Harcèlement psychologique et congédiement déguisé : une décision lourde de conséquences.
- Laurie Croteau
- 29 sept.
- 3 min de lecture

Le Tribunal administratif du travail (TAT) a récemment rendu une décision frappante (Charbonneau c. Graphite Nordique inc., 2025 QCTAT 2235) dans laquelle il a accueilli deux plaintes déposées en vertu de la Loi sur les normes du travail (LNT) : l’une pour harcèlement psychologique, l’autre pour congédiement sans cause juste et suffisante.
Les faits
La plaignante occupait un poste d’adjointe administrative et de responsable des achats dans une entreprise d’extraction de graphite. Elle a dénoncé des comportements hostiles de deux personnes :
Une sous-traitante, responsable de la facturation, qui lui criait après, utilisait des blasphèmes et l’insultait (« idiote », « imbécile », « pas d’allure »). Ces scènes ont parfois eu lieu devant des collègues et gestionnaires. La sous-traitante la contactait même lors de ses congés pour critiquer son travail.
La directrice des ressources humaines (DRH), qui l’a confrontée lors d’une rencontre en lui reprochant son attitude et son « manque de collaboration ». L’incident le plus grave est survenu quand la DRH est allée dans le bureau de la salariée, a haussé le ton, lui a bloqué la sortie en fermant la porte et a refusé de quitter les lieux. La salariée, paniquée, a menacé d’appeler la police avant de pouvoir s’enfermer dans son bureau.
À la suite de ces événements, la salariée a été mise en arrêt de travail par son médecin. Ce dernier a même conclu que le lien d’emploi nuisait à son rétablissement et que la situation avait provoqué des symptômes de stress post-traumatique.
Quelques mois plus tard, alors qu’elle était toujours en invalidité, l’employeur lui a transmis une lettre indiquant que son poste était aboli. Or, la preuve a démontré qu’une autre personne avait rapidement repris l’ensemble de ses tâches dans le même bureau.
La décision du TAT
Le juge administratif a accueilli les deux plaintes :
Harcèlement psychologique (art. 123.6 LNT)
Les gestes et propos de la sous-traitante et de la DRH constituaient une conduite vexatoire, répétée, hostile et non désirée, portant atteinte à la dignité et à l’intégrité psychologique de la salariée.
L’épisode où la DRH a empêché la salariée de quitter son bureau a été jugé suffisamment grave pour constituer, à lui seul, un cas de harcèlement psychologique.
L’employeur a été reconnu responsable non seulement des gestes de la DRH, mais aussi de ceux de la sous-traitante, en vertu de l’article 81.19 LNT.
Bien que la direction ait été avisée des comportements dès l’été 2022, aucune mesure concrète n’a été prise pour corriger la situation.

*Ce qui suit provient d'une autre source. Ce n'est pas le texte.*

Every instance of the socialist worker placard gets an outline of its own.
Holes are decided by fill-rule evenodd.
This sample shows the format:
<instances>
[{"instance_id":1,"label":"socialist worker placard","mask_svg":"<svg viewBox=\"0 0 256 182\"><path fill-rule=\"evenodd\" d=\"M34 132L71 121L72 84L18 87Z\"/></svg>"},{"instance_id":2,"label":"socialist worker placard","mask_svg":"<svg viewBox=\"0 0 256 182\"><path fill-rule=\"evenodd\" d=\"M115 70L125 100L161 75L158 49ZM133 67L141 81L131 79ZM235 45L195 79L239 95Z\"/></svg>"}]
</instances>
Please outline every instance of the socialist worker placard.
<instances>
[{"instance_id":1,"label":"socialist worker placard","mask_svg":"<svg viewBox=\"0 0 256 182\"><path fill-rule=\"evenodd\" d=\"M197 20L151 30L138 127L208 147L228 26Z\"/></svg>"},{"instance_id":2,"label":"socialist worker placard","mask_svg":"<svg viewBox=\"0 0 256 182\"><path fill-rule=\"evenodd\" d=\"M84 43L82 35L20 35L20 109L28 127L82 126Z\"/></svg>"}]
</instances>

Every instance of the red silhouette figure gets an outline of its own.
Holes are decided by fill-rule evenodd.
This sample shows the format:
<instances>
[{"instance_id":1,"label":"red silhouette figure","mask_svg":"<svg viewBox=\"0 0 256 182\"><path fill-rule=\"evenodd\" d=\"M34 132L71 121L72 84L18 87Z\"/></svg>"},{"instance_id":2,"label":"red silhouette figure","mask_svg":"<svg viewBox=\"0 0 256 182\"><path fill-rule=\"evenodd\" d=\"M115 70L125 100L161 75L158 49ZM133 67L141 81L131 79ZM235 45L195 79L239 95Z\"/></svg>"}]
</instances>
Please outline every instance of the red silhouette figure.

Congédiement déguisé (art. 124 LNT)
L’abolition de poste invoquée par l’employeur n’était qu’un prétexte.
Les tâches de la salariée continuaient d’exister et étaient accomplies par une remplaçante, toujours en poste au moment de la décision.
L’employeur, absent à l’audience, n’a présenté aucune preuve justifiant la fin d’emploi.
Le Tribunal a donc conclu à un congédiement sans cause juste et suffisante.
Mesures ordonnées
Le congédiement a été annulé.
Toutefois, la salariée n’a pas souhaité réintégrer son poste, ce qui a été jugé raisonnable compte tenu de son état de santé et des circonstances.
Le Tribunal a réservé sa compétence pour fixer ultérieurement les mesures de réparation financières appropriées.
Les enseignements à retenir
Cette affaire met en évidence plusieurs points clés pour les employeurs :
Un seul geste grave peut suffire à établir du harcèlement psychologique, surtout s’il émane d’une personne en autorité.
L’employeur est responsable des agissements de tiers, comme des sous-traitants, s’ils créent un climat de travail néfaste pour les salariés.
L’inaction face à une plainte mine la défense de l’employeur : annoncer des mesures sans suivi réel n’est pas suffisant.
Un licenciement invoqué pour des motifs économiques ou organisationnels doit être réel et démontré par preuve. À défaut, il risque d’être requalifié en congédiement déguisé.
Conclusion
Cette décision illustre à quel point le manque de réaction et de rigueur peut coûter cher à un employeur. Non seulement il s’expose à un constat de harcèlement psychologique, mais aussi à des recours coûteux en cas de congédiement mal justifié.